Ekspresinya langsung berubah, ingatannya terlempar ke kejadian semalam di rumah Adibah.

Flashback

"Bunda," panggil Annisa lirih.

"Ada apa Annisa?"

Adibah yang baru selesai mengaji kemudian menutup kitab sucinya lalu perhatiannya fokus kepada Annisa.

"Ada yang mau Annisa ceritain bunda."

Annisa duduk di pinggir ranjang milik Adibah dengan raut wajah gelisah. Hal itu dapat ditangkap oleh bundanya.

"Mau cerita apa Annisa? kok kayaknya cemas gitu?"

Adibah menyusul Annisa duduk di sebelahnya. Tiba-tiba mata Annisa menjadi berkaca-kaca hendak menangis. Adibah sudah menduga ada yang tidak beres. Dia lalu mengelus punggung anaknya agar lebih tenang.

"Bunda maafin Nisa bunda!"

Adibah mengernyit tidak paham dengan maksud Annisa.

"Minta maaf untuk apa Annisa? Bunda merasa kamu tidak melakukan kesalahan apapun."

Annisa menggelengkan kepalanya. Dia sudah terlanjur menangis, dirinya tidak siap untuk melihat bundanya kecewa. Tapi cepat atau lambat dia tetap harus menceritakan tentang kondisinya. Lebih cepat lebih baik.

"Bunda maafin Annisa, hiks..."

Adibah menghela nafas panjang. Dia merangkul kedua bahu Annisa.

"Coba ceritakan pelan-pelan, kalo kamu cuma minta maaf bunda jadi bingung," balas Adibah penuh perhatian.

"Bunda, Annisa udah ngelakuin dosa besar."

Adibah terperanjat kaget. Dia punya perasaan buruk terhadap hal itu. Pikirannya sudah kemana-mana, tapi dia memilih untuk mendengarkan kelanjutan cerita anaknya itu.

"Maaf bunda, hiksss..."

Lagi-lagi kata maaf keluar dari mulut Annisa.

"Dosa apa yang sudah kamu lakukan Annisa? Bunda harap bukan seperti yang bunda pikirkan."

Dia tahu kalau masalah ini ada hubungannya dengan pigura yang pecah pada malam kemarin yang membuat pikirannya tidak tenang sepanjang malam.

Annisa merasa berat untuk mengungkapkannya. Dengan menghembuskan nafas dalam kata itu akhirnya terucap juga.

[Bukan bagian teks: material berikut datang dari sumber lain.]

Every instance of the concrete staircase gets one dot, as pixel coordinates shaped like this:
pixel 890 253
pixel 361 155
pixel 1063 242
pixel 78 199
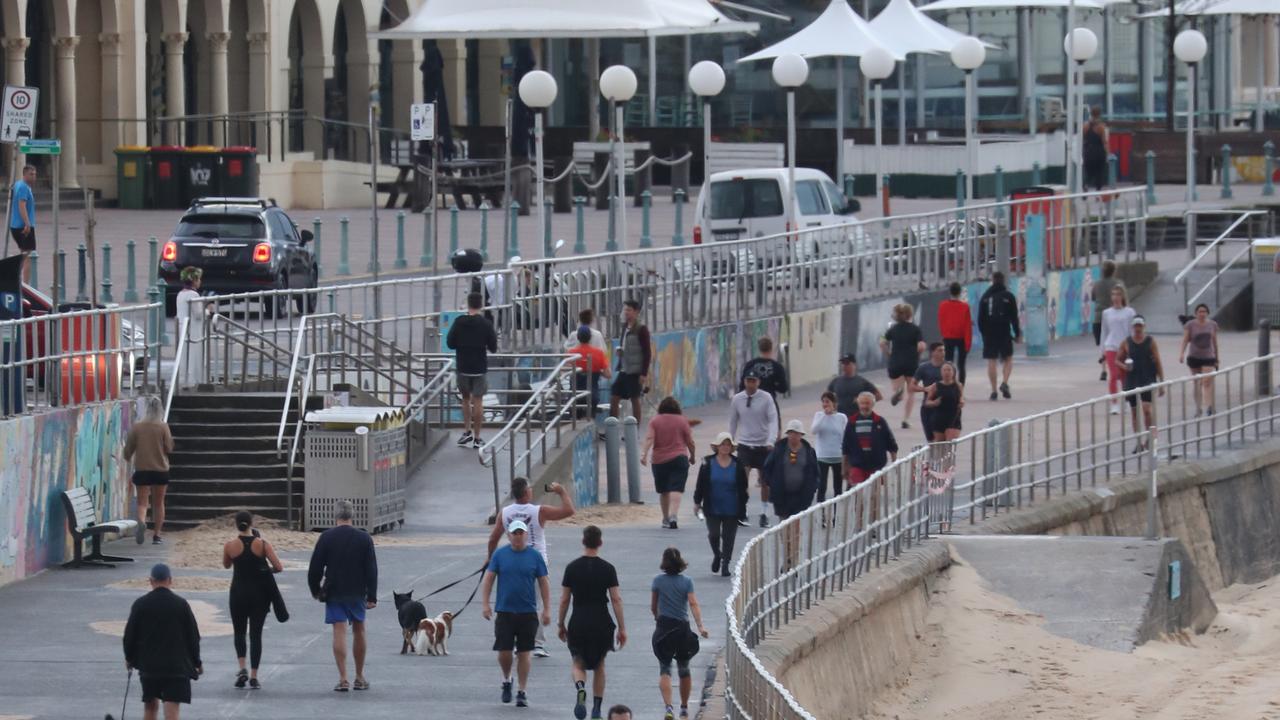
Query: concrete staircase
pixel 224 458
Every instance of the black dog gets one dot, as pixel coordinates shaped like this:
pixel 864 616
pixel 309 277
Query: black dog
pixel 411 613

"Nisa udah berbuat zina, Nisa udah ngelakuin itu dengan seorang lelaki bunda, hiksss..." tangis Annisa sembari memeluk tubuh Adibah.

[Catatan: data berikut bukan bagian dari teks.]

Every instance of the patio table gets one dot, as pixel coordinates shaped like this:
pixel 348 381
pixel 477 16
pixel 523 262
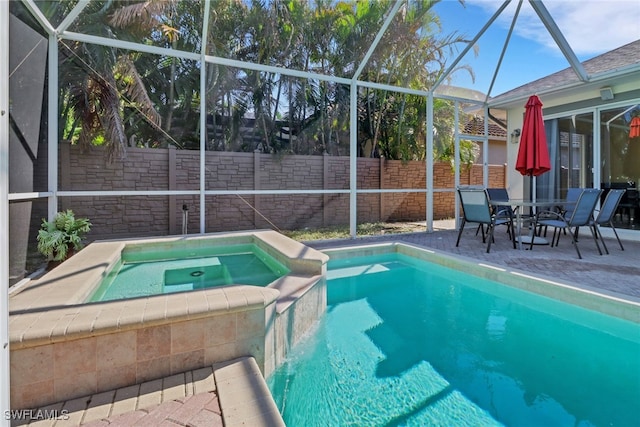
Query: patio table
pixel 519 205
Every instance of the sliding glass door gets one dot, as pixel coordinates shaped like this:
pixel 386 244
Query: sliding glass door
pixel 570 140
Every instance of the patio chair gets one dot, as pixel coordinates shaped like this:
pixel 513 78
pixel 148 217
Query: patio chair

Bagaikan tersambar petir tubuh Adibah menjadi kaku. Jantungnya nyaris berhenti kala itu. Kalau saja dia punya riwayat penyakit jantung, mungkin sekarang dia sudah menyusul suaminya di surga.

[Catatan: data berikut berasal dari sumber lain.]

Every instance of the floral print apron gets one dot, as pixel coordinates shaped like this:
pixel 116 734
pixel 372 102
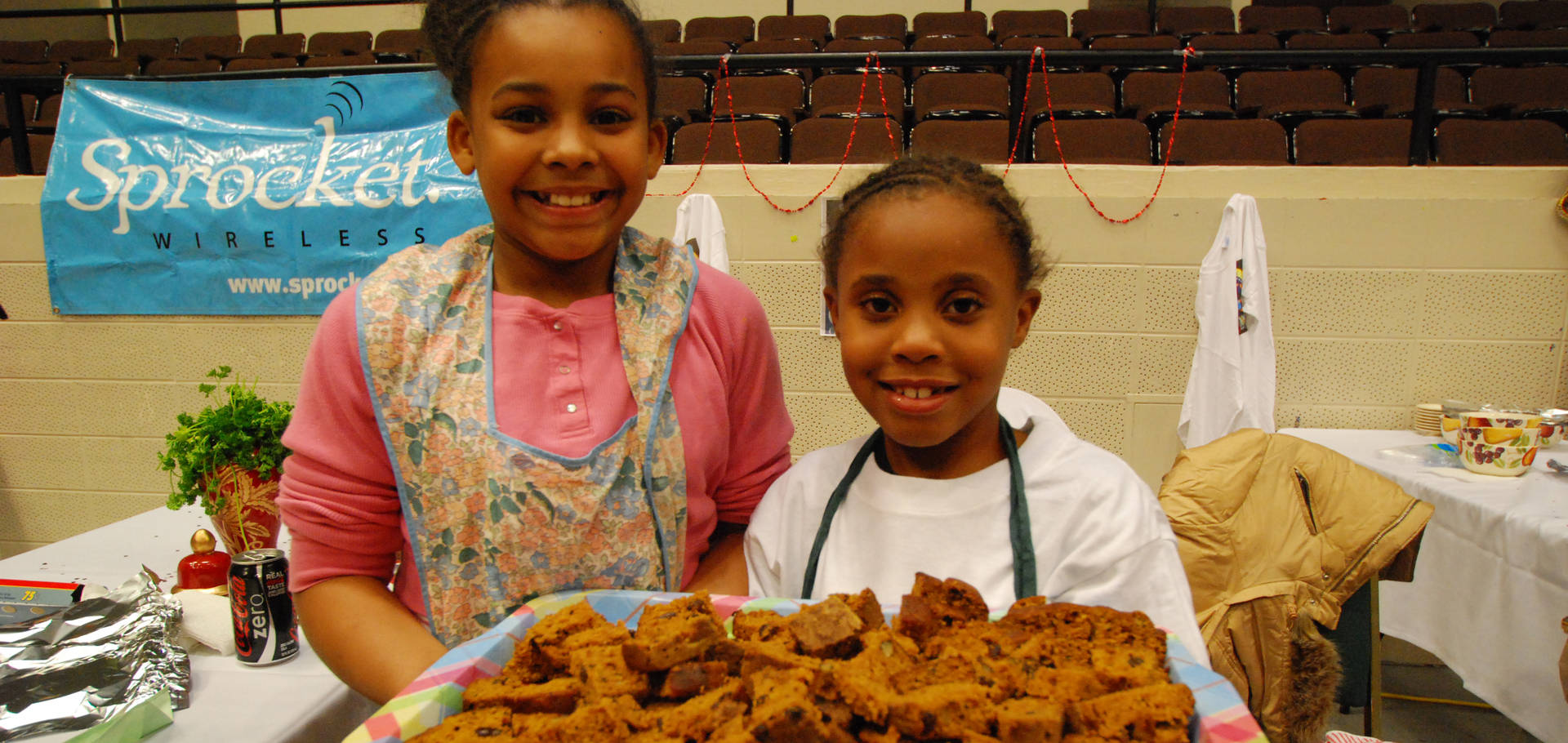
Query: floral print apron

"Apa benar yang kamu katakan itu Annisa? Ta...tapi kenapa? Kenapa kamu melakukan hal itu?"

Adibah mulai menitikkan air mata. Sungguh dia benar-benar kecewa terhadap anaknya yang paling dia sayangi.

"Maaf bunda, maaf."

Adibah menggelengkan kepalanya pelan.

"Kenapa Annisa? Kenapa? Dulu kakak kamu yang melakukannya, sekarang giliran kamu! Apa gak cukup kakak mu buat bunda merasa gagal jadi seorang ibu, sekarang tinggal kamu yang mempertegas bunda kalau bunda memang tidak pantas jadi ibu kamu, hiksss..."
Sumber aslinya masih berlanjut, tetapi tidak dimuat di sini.